При этом все понимают, что силами одних лишь академиков невозможно провести все необходимые государству экспертизы, надо привлекать специалистов из наших институтов. Теперь это надо согласовывать с ФАНО, где могут ответить: «А зачем? Мы тогда сами все сделаем».

Другая задача академии — поддерживать международные связи, контакты между учеными и научными коллективами. Государство выделяет нам на эту работу какие-то деньги, но мы даже не можем передать их в наши же бывшие институты. Потому что с точки зрения финансирования — это просто другая планета. И эффективность международных связей на порядок падает.

Или возьмем издательскую деятельность: по закону РАН учреждает и издает научные журналы. Раньше у нас в составе академии было издательство «Наука», а теперь оно как юрлицо передано ФАНО. Но ФАНО по уставу не должно заниматься издательской деятельностью! И значит, мы должны все выставлять на конкурс. По закону так и надо делать, а по существу вопроса… Ну, я не стану называть это издевательством. Но каждый раз возникает масса проблем, которых никогда не было.

Много еще можно примеров привести, но давайте скажем коротко: последние четыре года мы с ФАНО занимались перетягиванием каната. По факту граница между полномочиями ФАНО и академии размыта, и ситуация эта никого не устраивает.

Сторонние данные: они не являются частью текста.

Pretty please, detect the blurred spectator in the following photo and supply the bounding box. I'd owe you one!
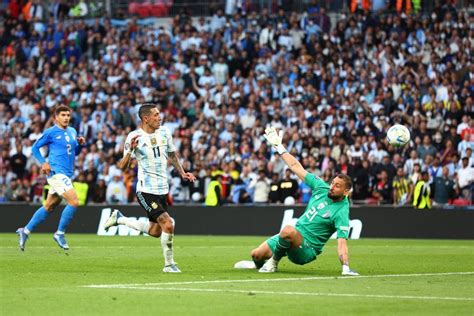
[372,170,392,204]
[278,168,299,203]
[91,179,107,204]
[413,172,431,209]
[457,157,474,202]
[432,166,456,206]
[417,135,437,161]
[392,167,413,206]
[106,175,127,204]
[249,169,270,203]
[205,175,222,206]
[268,172,281,203]
[9,143,27,179]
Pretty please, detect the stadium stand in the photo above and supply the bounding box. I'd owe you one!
[0,0,472,206]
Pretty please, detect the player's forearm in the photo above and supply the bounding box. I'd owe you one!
[169,152,185,176]
[118,154,132,170]
[32,145,46,164]
[280,152,302,172]
[337,239,350,266]
[280,152,307,181]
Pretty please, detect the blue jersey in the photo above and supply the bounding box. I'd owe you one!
[32,125,81,178]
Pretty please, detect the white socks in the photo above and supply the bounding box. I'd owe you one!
[161,232,175,266]
[117,217,150,234]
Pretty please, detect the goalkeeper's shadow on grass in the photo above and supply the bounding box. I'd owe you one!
[233,260,336,276]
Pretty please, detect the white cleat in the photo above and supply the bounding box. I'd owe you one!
[163,264,181,273]
[258,258,278,273]
[104,210,123,230]
[234,260,257,269]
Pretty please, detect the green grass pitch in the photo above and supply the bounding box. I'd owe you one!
[1,234,473,315]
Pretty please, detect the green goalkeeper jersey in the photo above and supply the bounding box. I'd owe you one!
[295,173,350,254]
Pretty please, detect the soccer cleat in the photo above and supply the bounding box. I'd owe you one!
[258,258,278,273]
[341,269,360,276]
[16,228,29,251]
[53,233,69,250]
[163,264,181,273]
[104,210,123,230]
[234,260,257,269]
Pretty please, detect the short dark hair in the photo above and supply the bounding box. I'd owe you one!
[334,173,352,190]
[138,103,157,120]
[54,105,71,116]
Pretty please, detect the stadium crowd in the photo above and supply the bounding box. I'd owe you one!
[0,0,473,207]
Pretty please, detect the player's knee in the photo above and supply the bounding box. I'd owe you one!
[280,225,296,240]
[43,203,56,212]
[251,249,262,261]
[68,199,80,208]
[162,220,174,233]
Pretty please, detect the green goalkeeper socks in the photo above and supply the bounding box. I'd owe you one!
[273,237,291,261]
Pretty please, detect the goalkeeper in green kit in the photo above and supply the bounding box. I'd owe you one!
[246,127,359,275]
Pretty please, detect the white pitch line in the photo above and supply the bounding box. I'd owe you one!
[1,245,249,249]
[84,286,474,302]
[84,271,474,288]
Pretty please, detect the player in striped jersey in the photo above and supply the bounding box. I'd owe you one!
[104,103,195,273]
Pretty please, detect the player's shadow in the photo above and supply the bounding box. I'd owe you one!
[233,268,338,277]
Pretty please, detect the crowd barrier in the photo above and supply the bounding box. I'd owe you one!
[1,204,473,239]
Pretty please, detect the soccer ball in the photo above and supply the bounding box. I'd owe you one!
[386,124,410,147]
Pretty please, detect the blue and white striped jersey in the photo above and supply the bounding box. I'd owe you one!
[124,126,176,195]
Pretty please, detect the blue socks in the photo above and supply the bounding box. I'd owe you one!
[57,205,77,233]
[25,206,50,233]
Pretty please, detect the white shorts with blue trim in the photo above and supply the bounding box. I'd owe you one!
[47,174,74,195]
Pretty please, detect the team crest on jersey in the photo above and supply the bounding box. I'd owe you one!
[317,202,328,210]
[65,135,70,142]
[151,137,157,146]
[151,202,158,209]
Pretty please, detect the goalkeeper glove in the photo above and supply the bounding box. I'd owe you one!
[341,264,359,276]
[263,127,287,155]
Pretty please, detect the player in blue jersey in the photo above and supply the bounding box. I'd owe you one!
[104,103,195,272]
[16,105,86,251]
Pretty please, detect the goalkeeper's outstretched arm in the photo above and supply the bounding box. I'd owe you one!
[280,152,308,182]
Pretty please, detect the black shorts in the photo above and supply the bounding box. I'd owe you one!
[136,192,168,222]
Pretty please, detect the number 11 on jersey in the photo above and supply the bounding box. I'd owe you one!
[152,146,160,158]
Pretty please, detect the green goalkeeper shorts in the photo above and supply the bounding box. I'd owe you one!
[266,232,318,265]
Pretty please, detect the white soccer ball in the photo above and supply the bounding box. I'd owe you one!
[386,124,410,147]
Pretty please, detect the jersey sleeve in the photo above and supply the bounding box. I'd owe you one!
[32,129,50,164]
[333,205,350,239]
[72,128,82,155]
[304,173,329,191]
[165,127,177,153]
[123,132,137,158]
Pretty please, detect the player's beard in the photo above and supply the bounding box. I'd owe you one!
[327,192,344,202]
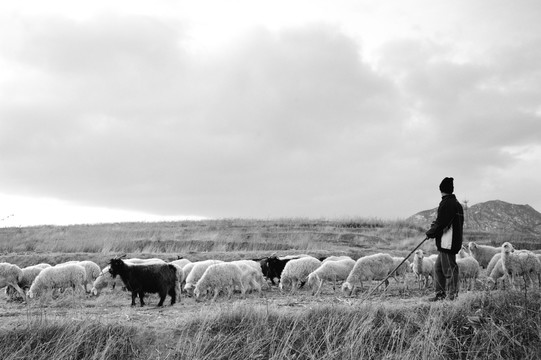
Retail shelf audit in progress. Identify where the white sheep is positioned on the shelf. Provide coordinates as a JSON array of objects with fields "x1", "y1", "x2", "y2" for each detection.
[
  {"x1": 167, "y1": 263, "x2": 185, "y2": 301},
  {"x1": 500, "y1": 242, "x2": 541, "y2": 290},
  {"x1": 0, "y1": 263, "x2": 26, "y2": 301},
  {"x1": 229, "y1": 259, "x2": 262, "y2": 272},
  {"x1": 181, "y1": 262, "x2": 196, "y2": 279},
  {"x1": 307, "y1": 257, "x2": 355, "y2": 296},
  {"x1": 468, "y1": 242, "x2": 501, "y2": 269},
  {"x1": 486, "y1": 253, "x2": 502, "y2": 279},
  {"x1": 341, "y1": 253, "x2": 395, "y2": 296},
  {"x1": 279, "y1": 256, "x2": 322, "y2": 293},
  {"x1": 90, "y1": 265, "x2": 125, "y2": 296},
  {"x1": 6, "y1": 263, "x2": 52, "y2": 300},
  {"x1": 78, "y1": 261, "x2": 101, "y2": 292},
  {"x1": 456, "y1": 250, "x2": 480, "y2": 291},
  {"x1": 193, "y1": 262, "x2": 245, "y2": 301},
  {"x1": 486, "y1": 259, "x2": 508, "y2": 290},
  {"x1": 230, "y1": 260, "x2": 267, "y2": 294},
  {"x1": 411, "y1": 250, "x2": 434, "y2": 289},
  {"x1": 27, "y1": 263, "x2": 86, "y2": 298},
  {"x1": 486, "y1": 253, "x2": 500, "y2": 272},
  {"x1": 184, "y1": 260, "x2": 224, "y2": 294},
  {"x1": 55, "y1": 260, "x2": 101, "y2": 292},
  {"x1": 486, "y1": 251, "x2": 538, "y2": 290}
]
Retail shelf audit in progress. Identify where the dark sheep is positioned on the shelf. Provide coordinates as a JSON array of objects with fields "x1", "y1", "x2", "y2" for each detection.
[
  {"x1": 109, "y1": 258, "x2": 177, "y2": 307},
  {"x1": 259, "y1": 256, "x2": 293, "y2": 285}
]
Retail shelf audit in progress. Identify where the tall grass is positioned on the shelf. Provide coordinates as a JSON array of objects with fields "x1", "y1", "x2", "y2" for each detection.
[
  {"x1": 3, "y1": 290, "x2": 539, "y2": 359},
  {"x1": 0, "y1": 318, "x2": 141, "y2": 360},
  {"x1": 165, "y1": 290, "x2": 541, "y2": 359}
]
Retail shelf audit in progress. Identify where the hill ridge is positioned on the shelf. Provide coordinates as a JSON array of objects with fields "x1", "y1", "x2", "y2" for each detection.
[{"x1": 407, "y1": 199, "x2": 541, "y2": 235}]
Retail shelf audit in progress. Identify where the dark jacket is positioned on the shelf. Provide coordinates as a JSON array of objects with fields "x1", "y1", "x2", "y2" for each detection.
[{"x1": 426, "y1": 194, "x2": 464, "y2": 254}]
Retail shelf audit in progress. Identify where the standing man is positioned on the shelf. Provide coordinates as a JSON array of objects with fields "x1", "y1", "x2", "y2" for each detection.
[{"x1": 425, "y1": 177, "x2": 464, "y2": 301}]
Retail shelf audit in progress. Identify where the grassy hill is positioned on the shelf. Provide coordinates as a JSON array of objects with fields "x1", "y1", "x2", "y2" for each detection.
[{"x1": 0, "y1": 218, "x2": 429, "y2": 268}]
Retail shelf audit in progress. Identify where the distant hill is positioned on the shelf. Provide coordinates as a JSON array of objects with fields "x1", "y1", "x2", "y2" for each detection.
[{"x1": 407, "y1": 200, "x2": 541, "y2": 235}]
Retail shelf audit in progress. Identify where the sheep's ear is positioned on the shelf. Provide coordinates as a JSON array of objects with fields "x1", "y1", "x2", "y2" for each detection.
[{"x1": 119, "y1": 254, "x2": 127, "y2": 259}]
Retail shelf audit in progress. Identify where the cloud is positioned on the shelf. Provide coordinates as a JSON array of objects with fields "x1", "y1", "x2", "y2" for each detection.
[
  {"x1": 1, "y1": 7, "x2": 541, "y2": 220},
  {"x1": 0, "y1": 16, "x2": 408, "y2": 218},
  {"x1": 378, "y1": 36, "x2": 541, "y2": 169}
]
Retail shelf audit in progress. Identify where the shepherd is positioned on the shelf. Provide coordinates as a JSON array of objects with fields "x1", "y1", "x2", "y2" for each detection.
[{"x1": 425, "y1": 177, "x2": 464, "y2": 301}]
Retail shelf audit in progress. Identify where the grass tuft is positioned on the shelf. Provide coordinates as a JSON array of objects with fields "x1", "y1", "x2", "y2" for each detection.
[{"x1": 0, "y1": 318, "x2": 141, "y2": 360}]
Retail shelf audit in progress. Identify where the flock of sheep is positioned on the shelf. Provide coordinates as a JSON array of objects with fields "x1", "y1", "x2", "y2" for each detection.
[{"x1": 0, "y1": 240, "x2": 540, "y2": 306}]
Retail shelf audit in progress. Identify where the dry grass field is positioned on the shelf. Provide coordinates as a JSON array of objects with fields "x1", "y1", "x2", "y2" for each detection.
[{"x1": 0, "y1": 218, "x2": 540, "y2": 359}]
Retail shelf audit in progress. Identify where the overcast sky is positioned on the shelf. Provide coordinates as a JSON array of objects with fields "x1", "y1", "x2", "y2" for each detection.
[{"x1": 1, "y1": 0, "x2": 541, "y2": 226}]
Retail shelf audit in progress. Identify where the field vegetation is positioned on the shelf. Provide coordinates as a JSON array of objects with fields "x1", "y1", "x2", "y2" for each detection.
[{"x1": 0, "y1": 218, "x2": 540, "y2": 359}]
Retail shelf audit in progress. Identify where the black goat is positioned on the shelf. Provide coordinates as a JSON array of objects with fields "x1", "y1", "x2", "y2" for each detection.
[
  {"x1": 109, "y1": 258, "x2": 177, "y2": 307},
  {"x1": 259, "y1": 256, "x2": 293, "y2": 285}
]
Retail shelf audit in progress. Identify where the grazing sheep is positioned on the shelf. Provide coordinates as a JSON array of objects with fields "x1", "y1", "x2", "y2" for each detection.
[
  {"x1": 279, "y1": 256, "x2": 322, "y2": 293},
  {"x1": 56, "y1": 260, "x2": 101, "y2": 292},
  {"x1": 259, "y1": 256, "x2": 293, "y2": 285},
  {"x1": 0, "y1": 263, "x2": 26, "y2": 301},
  {"x1": 78, "y1": 261, "x2": 101, "y2": 292},
  {"x1": 231, "y1": 259, "x2": 264, "y2": 273},
  {"x1": 194, "y1": 262, "x2": 245, "y2": 301},
  {"x1": 307, "y1": 257, "x2": 356, "y2": 296},
  {"x1": 181, "y1": 262, "x2": 196, "y2": 278},
  {"x1": 486, "y1": 250, "x2": 537, "y2": 290},
  {"x1": 341, "y1": 253, "x2": 395, "y2": 296},
  {"x1": 230, "y1": 260, "x2": 267, "y2": 293},
  {"x1": 486, "y1": 253, "x2": 502, "y2": 277},
  {"x1": 412, "y1": 250, "x2": 435, "y2": 289},
  {"x1": 6, "y1": 263, "x2": 52, "y2": 300},
  {"x1": 90, "y1": 265, "x2": 126, "y2": 296},
  {"x1": 456, "y1": 251, "x2": 480, "y2": 291},
  {"x1": 109, "y1": 258, "x2": 177, "y2": 307},
  {"x1": 486, "y1": 259, "x2": 508, "y2": 290},
  {"x1": 184, "y1": 260, "x2": 224, "y2": 294},
  {"x1": 91, "y1": 257, "x2": 169, "y2": 296},
  {"x1": 500, "y1": 243, "x2": 541, "y2": 289},
  {"x1": 468, "y1": 242, "x2": 500, "y2": 269},
  {"x1": 27, "y1": 264, "x2": 86, "y2": 298},
  {"x1": 168, "y1": 263, "x2": 185, "y2": 301},
  {"x1": 92, "y1": 259, "x2": 177, "y2": 299}
]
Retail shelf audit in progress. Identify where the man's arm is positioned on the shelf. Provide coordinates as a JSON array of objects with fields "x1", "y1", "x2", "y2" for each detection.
[{"x1": 426, "y1": 201, "x2": 454, "y2": 238}]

Эту проблему в числе прочих придется решать новому президенту РАН. Неважно, кто это будет, когда он сядет в кресло, которое я сейчас занимаю, то эйфория пройдет уже на следующий день.

И тут я обращусь к коллегам: мы должны сделать все, чтобы в сентябре выборы состоялись и у нас появился президент. Кто-то, я знаю, не придает этому значения, думают, что меня снова назначат и. о. и ничего не изменится. Но, во-первых, не факт, что так и будет. А во-вторых — ну это, правда, не входит в мои планы. Если бы я хотел руководить академией, я бы по-честному пошел баллотироваться.

— А у вас за эти полгода так и не появилось амбиций стать президентом академии?

—Знаете, нет. Я и раньше себе хорошо представлял, какая это сложная ноша, а сейчас точно знаю, что не ошибался. Проблемы академии не решить только из этого кресла. Надо постоянно обращаться к правительству, министерству, президенту страны, надо постоянно что-то корректировать. Конечно, за эти месяцы мы тоже не сидели сложа руки, кое-чего добились.

Но сейчас, мне кажется, нужны люди помоложе, у которых больше энергии и сил.

Ну а я никуда не денусь, остаюсь членом академии и продолжаю общаться с коллегами — это доставляет мне настоящую радость. Есть чем заняться в математическом отделении академии, мы хотим, чтобы следующий Международный математический конгресс прошел в Санкт-Петербурге. А президентский пост пусть достанется тому, кто сам его хочет. Я давно и хорошо знаю всех семерых — теперь уже пятерых — кандидатов, все они достойны руководить академией. Наверное, у кого-то получится более успешно, у кого-то менее… Но пока человек не попробует, загадывать не стоит.

— Какой совет вы дадите новому президенту, уступая кабинет?

— Не создавать проблем на ровном месте — ни себе, ни, главное, академии. И извлекать пользу для науки из контактов с другими структурами. Руководитель РАН должен быть дипломатом — все те вещи, которые прописаны в программах у кандидатов, можно реализовать только в каждодневном диалоге с властью. Но, думаю, каждый из коллег понимает, на что он идет.